The first impressions of this book are definetly not what I think about now in relations to this novel. By reading my first blog entry on Cisneros and reminiscing back to what I thought this book was going to be like, I never imagined how blunt certain issues would be adressed. We didnt talk about it much in class, but I cannot believe how the woman in the story gets such sick pleasure from ruining people's lives. I still can't get over this fact, and I'm going to attribute it to my psych major. It's hard to say if the omwna in the story is the same person throughout the entire novel, but if the girl who was raped is the same woman who was hidding little gummy bears in her lover's house to be found by his wife, I would be able to comprehend her character a lot more. Women, and especially chicanas, sometimes feel a loss of control in their lives that can be due to many aspects of the immigrant experience. This includes the language barriers, dignity losses, the fact that all aspects of their lives are brand new, oppression...and the list goes on. It is so hard for these women to make their lives in America when they themselves look down on ther own races. It is so hard to have pride in something that is so often bashed by society and looked down upon.
I know this is somewhat digressing, but I was watching "Bend it like Beckham" this weekend, and the same issues of double standards arose that I'm finding in this book. Why can men be upset about the situations they fnd themselves in (such as not having enough money to support their famalies, not being able to change their situation), but women cannot? Why do women have to turn to men to find the happiness they deserve in life. I am so proud of the woman who hollers as she passes over the creek in that tale about the wife escaping her husband. chicanas need to see that it is alright for a woman to be independent, and that she can make it out there in the real world wihtout a man.

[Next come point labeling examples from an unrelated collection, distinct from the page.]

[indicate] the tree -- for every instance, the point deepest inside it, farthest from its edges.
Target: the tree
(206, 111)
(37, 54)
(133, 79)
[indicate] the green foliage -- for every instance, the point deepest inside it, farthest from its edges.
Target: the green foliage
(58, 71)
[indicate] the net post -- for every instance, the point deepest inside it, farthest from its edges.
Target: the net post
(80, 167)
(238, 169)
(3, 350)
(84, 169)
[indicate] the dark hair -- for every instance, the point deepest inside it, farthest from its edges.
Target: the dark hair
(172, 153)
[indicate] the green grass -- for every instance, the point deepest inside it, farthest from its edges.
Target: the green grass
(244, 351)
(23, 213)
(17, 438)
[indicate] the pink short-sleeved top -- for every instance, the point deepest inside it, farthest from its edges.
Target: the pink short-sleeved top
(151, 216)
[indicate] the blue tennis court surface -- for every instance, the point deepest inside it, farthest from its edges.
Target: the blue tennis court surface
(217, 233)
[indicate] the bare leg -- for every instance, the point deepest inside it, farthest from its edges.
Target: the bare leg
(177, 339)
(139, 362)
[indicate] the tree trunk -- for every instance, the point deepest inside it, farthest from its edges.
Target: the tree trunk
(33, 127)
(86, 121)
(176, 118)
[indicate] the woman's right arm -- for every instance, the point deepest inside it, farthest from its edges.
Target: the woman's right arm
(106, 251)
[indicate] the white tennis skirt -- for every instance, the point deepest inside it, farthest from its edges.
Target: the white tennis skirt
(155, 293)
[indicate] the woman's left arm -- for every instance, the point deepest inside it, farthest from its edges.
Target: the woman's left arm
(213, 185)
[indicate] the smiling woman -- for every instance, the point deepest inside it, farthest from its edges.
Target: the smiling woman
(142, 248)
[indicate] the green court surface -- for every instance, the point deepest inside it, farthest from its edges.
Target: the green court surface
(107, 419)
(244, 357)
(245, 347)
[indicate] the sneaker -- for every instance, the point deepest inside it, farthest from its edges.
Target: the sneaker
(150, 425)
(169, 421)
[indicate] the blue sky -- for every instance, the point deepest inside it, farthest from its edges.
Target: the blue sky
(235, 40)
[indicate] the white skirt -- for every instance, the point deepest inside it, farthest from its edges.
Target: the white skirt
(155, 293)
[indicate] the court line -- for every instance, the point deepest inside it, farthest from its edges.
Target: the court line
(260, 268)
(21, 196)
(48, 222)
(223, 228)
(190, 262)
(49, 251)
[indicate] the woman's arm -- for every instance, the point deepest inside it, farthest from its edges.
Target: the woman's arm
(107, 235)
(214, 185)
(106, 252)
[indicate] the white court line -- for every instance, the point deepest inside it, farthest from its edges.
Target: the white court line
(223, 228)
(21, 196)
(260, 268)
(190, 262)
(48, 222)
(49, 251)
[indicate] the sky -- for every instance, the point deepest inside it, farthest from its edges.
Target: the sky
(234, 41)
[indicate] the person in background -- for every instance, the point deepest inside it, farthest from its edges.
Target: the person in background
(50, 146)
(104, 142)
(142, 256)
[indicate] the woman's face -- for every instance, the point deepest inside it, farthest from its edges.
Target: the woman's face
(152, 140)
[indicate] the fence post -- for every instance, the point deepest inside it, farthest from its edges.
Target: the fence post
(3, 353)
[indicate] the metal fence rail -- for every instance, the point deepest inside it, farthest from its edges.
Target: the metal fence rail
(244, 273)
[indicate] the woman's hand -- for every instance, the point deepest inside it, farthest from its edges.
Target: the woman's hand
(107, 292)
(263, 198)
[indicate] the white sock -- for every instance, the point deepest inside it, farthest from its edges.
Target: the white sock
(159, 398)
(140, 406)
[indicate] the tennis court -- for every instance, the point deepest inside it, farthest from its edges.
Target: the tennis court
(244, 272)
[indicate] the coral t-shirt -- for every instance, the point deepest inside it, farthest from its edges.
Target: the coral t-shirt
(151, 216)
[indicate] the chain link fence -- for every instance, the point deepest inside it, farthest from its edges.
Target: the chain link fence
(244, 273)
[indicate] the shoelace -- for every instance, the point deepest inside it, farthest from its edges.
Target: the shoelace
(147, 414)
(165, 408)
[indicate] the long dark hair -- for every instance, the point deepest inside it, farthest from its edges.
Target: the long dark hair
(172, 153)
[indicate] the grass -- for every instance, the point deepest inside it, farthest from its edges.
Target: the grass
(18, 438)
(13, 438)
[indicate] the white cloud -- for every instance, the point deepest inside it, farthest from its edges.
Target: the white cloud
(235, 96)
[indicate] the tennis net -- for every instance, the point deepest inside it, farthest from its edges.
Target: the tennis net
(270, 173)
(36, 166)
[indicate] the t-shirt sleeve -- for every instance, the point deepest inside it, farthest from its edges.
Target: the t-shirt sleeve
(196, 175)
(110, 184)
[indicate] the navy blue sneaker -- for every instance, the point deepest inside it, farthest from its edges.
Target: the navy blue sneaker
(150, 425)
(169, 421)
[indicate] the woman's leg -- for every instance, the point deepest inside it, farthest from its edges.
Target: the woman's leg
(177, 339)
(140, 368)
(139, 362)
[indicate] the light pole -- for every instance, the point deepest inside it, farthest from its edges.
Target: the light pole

Many times in these stories, the woman has to feel ashamed for being sexual but the man doesnt (why should the woman have to move away when she is pregnant but he man can stay wherever he pleases and continue on with his life sans-baby?)
It is just sad to me that these issues have to be written about in a book for us to be aware of what they are. They should not be a problem, period.
And along that note, north american women are no better than those in this book. We too wait anxiously to find the right man that will suddenly make our lives complete. We too rely on sitcoms to dictate what our relationships should resemble. I am not going to stant here (or rather write here) about how different these women are from us, because they are not. They may be faced with some hardships that we take for granted, but overall: they are just women. Women who live life just like us and should get our empathy from the heart.